そのユニークなバリエーションのひとつとして「方言絵はがき」があります。
いくつかのタイプがあり、①名所の写真を示し、方言でその観光ガイドをする《場面解説型》、②道での立ち話、他家を訪問した際の玄関でのやり取り、店での買い物風景などの場面を写真やイラストで描き、方言の会話でその土地の日常を表現する《会話展開型》、③代表的な方言の単語を挙げ、その語のニュアンスがわかるような場面を描く《一語説明型》、④代表的な方言の語彙を多数挙げる《語彙列挙型》、⑤漫画のシーンと顔の表情で方言語彙の意味あいを説明する《漫画表現型》、など、多彩です。①と②が最も一般的で、④はセットになったものの一枚として加えられていることがあります。
そしてこれらを4枚、8枚、12枚などを一組としてケース(袋)に入れ、『秋田のことば』『名古屋言葉』『土佐方言』などといった題がつけられ、ケースにはその土地を代表する風景や事物の写真、イラストなどが描かれています。
地域差が大きいのも特徴のひとつで、これまでに知りえた250点を超える方言絵はがきを見ると、多いのは東北(青森、岩手、山形、宮城)、東海(名古屋)、北陸(金沢、富山)、関西(京都、大阪)、四国(高知)、九州(博多、熊本、鹿児島)などですが、いずれも方言に特徴のあるところに集中していることがわかります。
よそからその土地を訪れた観光客を主な対象として想定し、いかにも遠くに来たと“旅情”を感じて、思い出のよすがとして買ってもらうことが主なねらいになっています。

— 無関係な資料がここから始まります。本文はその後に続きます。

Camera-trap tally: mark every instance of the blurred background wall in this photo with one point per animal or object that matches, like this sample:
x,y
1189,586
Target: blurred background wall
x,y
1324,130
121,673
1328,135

ユーモラスな、遊びごころをもった観光みやげ、それが「方言絵はがき」だ、と言っていいでしょう。
ところが、ある時期、地元出身者を想定したものがありました。実は、戦時中の「兵士慰問用のはがき」に、この方言絵はがきが利用されていました。あすはどうなるかわからない戦場の最前線で、懐かしい故郷のことばで描かれた慰問のはがきを受け取った出征兵士たちは、どんな思いでこれを読んだのでしょうか?
かつては、全国各地で多彩な姿を見せた方言絵はがきでしたが、最近はめっきり少なくなりました。今も販売されているのは、青森県ぐらいではないかと思われます。もしその他の県で手に入るところがあったら、ぜひご教示ください。
なお、さらに詳しくは、日高貢一郎「「方言絵はがき」の研究 (1)」(『大分大学教育福祉科学部研究紀要』26巻1号、2004.4)をご覧ください。